“When this mortal message from his mouthe past,
Great was the noyse bothe in hall and in bower,
The king fum’d; the queen screecht; ladies were aghast;
Princes puff’d; barons blustered; lords began lower;
Knights stormed; squires startled, like steeds in a stower;
Pages and yeomen yell’d out in the hall;
Then in came Sir Kay, the king’s seneschal.
“Silence, my soveraignes, quoth this courteous knight,
And in that stound the stowre began still:
Then the dwarfe’s dinner full deerely was dight;
Of wine and wassel he had his wille:
And when he had eaten and drunken his fill,
An hundred pieces of fine coyned gold
Were given this dwarfe for his message bold.
“But say to Sir Ryence, thou dwarfe, quoth the king,
That for his bold message I do him defye;
And shortly with basins and pans will him ring
Out of North Gales; where he and I
With swords, and not razors, quickly shall trye
Whether he or King Arthur will prove the best barbor:
And therewith he shook his good sword Excalábor.”
Drayton thus alludes to the same circumstance:—
“Then told they, how himselfe great Arthur did advance,
To meet (with his Allies) that puissant force in France,
By Lucius thither led; those Armies that while ere
Affrighted all the world, by him strooke dead with feare:
Th’ report of his great Acts that over Europe ran,
In that most famous field he with the Emperor wan:
As how great Rython’s selfe hee slew in his repaire,
Who ravisht Howell’s Neece, young Helena the faire;
And for a trophy brought the Giant’s coat away,
Made of the beards of kings.”[60]——
And Spenser is too uncourteous in his adoption of the incident; for he not only levels tolls on the gentlemen’s beards, but even on the flowing and golden locks of the gentle sex:—
“Not farre from hence, upon yond rocky hill,
Hard by a streight there stands a castle strong,
Which doth observe a custom lewd and ill,
And it hath long mayntaind with mighty wrong:
For may no knight nor lady passe along
That way, (and yet they needs must passe that way,
By reason of the streight, and rocks among,)

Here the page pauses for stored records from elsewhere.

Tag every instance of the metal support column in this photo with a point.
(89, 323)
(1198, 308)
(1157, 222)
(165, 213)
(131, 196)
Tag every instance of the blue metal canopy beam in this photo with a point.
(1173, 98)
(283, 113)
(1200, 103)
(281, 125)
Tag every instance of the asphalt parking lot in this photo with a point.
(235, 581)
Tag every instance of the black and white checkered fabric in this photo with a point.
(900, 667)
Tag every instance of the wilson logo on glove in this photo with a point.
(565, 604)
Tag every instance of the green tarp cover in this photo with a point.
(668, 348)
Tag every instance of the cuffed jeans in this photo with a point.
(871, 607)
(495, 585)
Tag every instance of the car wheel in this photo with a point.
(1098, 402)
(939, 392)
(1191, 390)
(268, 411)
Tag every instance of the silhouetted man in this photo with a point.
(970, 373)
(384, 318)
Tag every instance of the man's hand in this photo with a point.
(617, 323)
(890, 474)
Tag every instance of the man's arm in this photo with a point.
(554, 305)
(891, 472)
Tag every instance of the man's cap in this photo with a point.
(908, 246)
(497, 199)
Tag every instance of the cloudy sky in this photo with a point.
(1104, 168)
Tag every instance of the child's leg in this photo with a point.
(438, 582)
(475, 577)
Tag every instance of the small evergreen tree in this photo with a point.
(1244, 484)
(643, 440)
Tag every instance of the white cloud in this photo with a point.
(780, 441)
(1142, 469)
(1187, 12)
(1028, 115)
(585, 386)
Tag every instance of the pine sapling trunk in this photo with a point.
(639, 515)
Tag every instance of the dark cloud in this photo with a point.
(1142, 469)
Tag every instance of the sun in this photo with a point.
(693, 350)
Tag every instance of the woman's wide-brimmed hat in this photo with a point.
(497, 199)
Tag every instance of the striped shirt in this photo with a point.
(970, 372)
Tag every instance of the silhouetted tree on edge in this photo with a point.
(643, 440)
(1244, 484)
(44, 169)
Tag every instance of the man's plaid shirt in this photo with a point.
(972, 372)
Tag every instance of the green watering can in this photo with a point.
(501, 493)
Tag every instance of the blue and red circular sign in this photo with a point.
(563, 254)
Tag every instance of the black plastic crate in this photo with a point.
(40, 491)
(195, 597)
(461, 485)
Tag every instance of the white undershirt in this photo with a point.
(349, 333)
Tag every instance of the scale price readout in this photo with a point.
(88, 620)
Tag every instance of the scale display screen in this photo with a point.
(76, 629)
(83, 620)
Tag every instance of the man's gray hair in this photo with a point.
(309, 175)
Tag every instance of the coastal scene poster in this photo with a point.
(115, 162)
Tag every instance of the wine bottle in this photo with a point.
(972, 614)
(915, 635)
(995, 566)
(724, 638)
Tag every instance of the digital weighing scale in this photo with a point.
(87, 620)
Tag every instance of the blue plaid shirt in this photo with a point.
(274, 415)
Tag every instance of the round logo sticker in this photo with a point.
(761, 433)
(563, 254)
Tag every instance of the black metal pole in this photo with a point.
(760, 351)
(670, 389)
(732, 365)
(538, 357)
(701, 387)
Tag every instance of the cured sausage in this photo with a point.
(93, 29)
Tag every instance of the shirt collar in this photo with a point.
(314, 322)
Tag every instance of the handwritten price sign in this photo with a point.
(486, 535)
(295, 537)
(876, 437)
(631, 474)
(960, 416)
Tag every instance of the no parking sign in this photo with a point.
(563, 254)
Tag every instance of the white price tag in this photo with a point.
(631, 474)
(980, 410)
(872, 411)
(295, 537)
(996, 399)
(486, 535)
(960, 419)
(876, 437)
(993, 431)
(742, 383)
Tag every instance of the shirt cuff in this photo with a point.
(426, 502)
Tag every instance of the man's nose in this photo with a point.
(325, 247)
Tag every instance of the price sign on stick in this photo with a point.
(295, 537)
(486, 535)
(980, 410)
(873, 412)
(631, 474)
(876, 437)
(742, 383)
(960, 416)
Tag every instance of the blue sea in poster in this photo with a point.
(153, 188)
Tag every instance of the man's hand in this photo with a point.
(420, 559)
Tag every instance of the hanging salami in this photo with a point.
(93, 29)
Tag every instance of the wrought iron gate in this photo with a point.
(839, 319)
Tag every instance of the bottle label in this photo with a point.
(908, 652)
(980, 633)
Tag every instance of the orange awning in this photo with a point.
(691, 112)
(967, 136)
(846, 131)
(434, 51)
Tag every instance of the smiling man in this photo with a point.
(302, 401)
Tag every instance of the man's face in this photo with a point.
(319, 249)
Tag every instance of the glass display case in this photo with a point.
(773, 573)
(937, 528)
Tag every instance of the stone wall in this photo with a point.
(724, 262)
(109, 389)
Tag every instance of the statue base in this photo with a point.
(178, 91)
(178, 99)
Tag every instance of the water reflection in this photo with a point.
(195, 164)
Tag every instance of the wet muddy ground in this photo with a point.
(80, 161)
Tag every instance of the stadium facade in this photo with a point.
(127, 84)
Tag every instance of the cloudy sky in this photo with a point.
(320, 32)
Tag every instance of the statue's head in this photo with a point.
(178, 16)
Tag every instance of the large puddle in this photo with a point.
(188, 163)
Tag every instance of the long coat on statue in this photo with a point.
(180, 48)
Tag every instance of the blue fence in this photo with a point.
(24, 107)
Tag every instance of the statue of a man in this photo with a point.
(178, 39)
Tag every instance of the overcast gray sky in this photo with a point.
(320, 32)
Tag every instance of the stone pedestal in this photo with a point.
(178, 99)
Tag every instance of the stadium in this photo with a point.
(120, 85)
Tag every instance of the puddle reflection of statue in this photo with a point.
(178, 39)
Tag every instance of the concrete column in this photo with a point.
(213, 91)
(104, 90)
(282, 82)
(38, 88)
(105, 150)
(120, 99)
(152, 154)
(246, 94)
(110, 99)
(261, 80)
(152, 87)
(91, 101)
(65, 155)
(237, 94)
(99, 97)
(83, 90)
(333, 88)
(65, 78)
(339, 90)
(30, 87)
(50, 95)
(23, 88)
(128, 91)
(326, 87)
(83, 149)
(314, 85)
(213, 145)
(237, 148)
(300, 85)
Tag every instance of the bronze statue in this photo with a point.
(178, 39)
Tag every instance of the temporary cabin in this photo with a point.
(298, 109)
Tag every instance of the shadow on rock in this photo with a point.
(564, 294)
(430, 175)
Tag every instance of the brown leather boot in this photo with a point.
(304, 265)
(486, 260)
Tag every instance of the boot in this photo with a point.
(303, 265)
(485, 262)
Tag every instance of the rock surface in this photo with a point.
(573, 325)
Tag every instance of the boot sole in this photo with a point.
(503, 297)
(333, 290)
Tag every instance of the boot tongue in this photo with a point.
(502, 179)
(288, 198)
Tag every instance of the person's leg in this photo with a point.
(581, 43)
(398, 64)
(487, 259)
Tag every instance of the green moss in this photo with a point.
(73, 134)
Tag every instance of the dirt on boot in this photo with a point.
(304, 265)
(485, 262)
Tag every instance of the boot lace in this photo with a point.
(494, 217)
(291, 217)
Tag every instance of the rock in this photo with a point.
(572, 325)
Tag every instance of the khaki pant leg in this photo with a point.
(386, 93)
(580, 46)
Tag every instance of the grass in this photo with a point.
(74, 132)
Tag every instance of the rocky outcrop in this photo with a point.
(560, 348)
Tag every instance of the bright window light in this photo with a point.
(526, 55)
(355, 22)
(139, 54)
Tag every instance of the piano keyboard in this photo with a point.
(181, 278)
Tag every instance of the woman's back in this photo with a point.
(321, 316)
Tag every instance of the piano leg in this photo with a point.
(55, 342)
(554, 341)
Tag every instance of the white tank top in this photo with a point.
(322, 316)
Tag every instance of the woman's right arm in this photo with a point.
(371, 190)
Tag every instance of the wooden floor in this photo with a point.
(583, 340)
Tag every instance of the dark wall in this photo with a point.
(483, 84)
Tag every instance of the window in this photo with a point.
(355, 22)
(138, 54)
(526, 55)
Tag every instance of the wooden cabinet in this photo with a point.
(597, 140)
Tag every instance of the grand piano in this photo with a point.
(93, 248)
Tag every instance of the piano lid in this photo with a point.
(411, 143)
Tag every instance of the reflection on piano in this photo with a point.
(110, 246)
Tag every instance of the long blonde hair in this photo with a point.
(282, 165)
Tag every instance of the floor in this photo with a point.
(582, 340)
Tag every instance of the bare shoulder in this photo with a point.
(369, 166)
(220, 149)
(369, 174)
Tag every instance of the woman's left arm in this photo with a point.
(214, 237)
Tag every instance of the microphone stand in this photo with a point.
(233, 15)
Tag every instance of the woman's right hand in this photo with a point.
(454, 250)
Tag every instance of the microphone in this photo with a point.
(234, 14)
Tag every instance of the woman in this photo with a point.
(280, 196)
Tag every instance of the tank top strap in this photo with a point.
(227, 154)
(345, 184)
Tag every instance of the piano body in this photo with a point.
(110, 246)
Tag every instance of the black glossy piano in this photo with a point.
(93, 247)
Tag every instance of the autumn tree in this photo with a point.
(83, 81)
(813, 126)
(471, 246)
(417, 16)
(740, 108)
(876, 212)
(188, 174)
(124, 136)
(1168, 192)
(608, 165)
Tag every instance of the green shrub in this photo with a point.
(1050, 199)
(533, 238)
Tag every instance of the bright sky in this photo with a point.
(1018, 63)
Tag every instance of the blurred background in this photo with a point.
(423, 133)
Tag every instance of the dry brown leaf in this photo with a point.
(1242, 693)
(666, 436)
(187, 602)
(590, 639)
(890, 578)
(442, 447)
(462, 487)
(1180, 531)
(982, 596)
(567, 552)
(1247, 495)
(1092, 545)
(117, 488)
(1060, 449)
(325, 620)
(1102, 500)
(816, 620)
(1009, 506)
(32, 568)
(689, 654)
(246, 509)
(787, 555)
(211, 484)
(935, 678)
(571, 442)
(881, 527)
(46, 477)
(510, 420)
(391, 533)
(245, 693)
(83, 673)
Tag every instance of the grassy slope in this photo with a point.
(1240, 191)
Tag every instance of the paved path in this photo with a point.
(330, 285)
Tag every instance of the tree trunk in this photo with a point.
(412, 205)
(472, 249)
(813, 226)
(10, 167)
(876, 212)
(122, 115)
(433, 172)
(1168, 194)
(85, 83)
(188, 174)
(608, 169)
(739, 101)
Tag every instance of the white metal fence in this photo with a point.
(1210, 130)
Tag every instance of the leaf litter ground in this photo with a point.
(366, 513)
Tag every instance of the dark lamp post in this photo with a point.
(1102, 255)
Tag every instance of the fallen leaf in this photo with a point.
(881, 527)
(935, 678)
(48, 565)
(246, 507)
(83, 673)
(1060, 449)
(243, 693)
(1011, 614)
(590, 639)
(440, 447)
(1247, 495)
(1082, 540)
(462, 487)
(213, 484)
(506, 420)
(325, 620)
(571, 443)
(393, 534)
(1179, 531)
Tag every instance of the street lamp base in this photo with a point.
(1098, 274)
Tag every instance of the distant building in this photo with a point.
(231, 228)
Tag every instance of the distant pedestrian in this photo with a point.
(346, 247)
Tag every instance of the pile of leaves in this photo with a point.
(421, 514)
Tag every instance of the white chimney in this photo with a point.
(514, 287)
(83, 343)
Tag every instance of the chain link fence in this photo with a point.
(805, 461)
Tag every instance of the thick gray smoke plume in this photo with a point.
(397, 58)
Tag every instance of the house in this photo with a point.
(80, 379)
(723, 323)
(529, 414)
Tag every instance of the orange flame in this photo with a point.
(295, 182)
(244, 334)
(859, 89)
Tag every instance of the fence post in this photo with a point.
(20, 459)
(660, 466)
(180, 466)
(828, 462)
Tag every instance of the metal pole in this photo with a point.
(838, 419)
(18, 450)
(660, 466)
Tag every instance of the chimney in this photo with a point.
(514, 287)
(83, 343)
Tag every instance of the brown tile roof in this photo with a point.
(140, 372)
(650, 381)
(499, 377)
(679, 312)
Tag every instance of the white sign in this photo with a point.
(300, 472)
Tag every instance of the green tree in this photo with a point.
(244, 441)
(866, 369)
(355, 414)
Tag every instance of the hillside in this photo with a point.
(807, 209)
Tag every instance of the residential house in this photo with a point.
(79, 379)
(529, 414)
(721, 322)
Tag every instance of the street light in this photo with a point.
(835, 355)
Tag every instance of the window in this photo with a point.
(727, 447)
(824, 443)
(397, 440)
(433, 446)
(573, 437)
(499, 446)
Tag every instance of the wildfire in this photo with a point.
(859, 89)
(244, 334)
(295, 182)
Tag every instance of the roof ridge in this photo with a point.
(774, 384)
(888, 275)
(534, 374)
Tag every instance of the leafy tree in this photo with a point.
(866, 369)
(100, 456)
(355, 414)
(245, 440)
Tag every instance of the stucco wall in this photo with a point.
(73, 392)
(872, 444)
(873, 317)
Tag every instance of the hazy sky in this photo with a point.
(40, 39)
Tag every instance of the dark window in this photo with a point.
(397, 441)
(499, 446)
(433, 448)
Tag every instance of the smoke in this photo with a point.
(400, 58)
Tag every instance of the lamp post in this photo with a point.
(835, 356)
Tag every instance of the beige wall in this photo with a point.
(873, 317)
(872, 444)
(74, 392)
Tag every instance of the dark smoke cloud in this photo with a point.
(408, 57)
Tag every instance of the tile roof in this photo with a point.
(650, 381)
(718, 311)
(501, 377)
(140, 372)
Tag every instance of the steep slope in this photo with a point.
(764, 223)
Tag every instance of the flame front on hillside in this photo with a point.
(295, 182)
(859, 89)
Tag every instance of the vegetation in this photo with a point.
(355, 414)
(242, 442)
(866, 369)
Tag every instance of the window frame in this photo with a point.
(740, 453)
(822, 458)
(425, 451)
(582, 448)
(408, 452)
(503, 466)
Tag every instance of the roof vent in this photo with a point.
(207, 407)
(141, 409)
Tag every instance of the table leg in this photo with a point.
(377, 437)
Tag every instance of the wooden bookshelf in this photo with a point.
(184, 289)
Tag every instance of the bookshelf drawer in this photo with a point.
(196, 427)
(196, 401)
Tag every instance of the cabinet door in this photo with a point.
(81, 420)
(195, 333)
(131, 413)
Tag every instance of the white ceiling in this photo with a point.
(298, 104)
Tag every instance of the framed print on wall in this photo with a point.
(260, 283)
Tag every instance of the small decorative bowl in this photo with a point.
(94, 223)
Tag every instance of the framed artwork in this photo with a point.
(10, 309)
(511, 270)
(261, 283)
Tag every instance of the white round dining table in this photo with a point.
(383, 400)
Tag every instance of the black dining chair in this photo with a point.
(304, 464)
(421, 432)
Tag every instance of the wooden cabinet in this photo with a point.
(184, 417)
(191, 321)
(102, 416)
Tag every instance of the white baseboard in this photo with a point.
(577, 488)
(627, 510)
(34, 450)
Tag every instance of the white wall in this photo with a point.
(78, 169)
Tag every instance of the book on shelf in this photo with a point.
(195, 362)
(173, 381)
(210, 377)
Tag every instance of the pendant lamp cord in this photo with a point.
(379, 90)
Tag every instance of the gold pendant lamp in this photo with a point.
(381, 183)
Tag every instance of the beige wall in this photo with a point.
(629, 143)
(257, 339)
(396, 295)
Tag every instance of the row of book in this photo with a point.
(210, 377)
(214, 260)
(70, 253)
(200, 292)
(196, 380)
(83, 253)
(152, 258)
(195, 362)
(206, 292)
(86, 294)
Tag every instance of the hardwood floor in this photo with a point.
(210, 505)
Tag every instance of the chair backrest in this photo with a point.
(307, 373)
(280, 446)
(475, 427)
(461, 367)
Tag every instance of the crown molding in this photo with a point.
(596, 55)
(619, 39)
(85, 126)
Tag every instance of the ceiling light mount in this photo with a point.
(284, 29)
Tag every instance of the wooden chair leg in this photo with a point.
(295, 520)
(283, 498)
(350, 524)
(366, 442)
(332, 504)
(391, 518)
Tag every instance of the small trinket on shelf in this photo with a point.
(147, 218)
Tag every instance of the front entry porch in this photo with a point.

But they that Ladies locks doe shave away,
And that knight’s berd for toll, which they for passage pay.
“A shamefull use, as ever I did heare,
Said Calidore, and to be overthrowne.
But by what means did they at first it reare,
And for what cause, tell, if thou have it knowne.
Sayd then that Squire: The Lady which doth owne
This Castle is by name Briana hight;
Then which a prouder Lady liveth none;
She long time hath deare lov’d a doughty knight,
And sought to win his love by all the meanes she might.
“His name is Crudor, who through high disdaine
And proud despight of his selfe-pleasing mynd,
Refused hath to yeeld her love againe,
Untill a Mantle she for him doe fynd,
With beards of knights and locks of Ladies lynd,
Which to provide, she hath this Castle dight,
And therein hath a Seneschall assynd,
Cald Maleffort, a man of mickle might,
Who executes her wicked will, with worse despight.”[61]
“To pluck the beard” of another has ever been held the highest possible sign of scorn and contumely; but it was certainly a refinement on the matter, for which we are indebted to the Morte Arthur, or rather probably, according to Bishop Percy, to Geoffrey of Monmouth’s history originally, for the unique and ornamental purpose to which these despoiled locks were applied. So particularly anxious was Charlemagne to shew this despite to an enemy that, as we read in Huon de Bordeaux, he despatched no less than fifteen successive messengers from France to Babylon to pull the beard of Admiral Gaudisse. And this, by no means pleasant operation, was to be accompanied by one even still less inviting.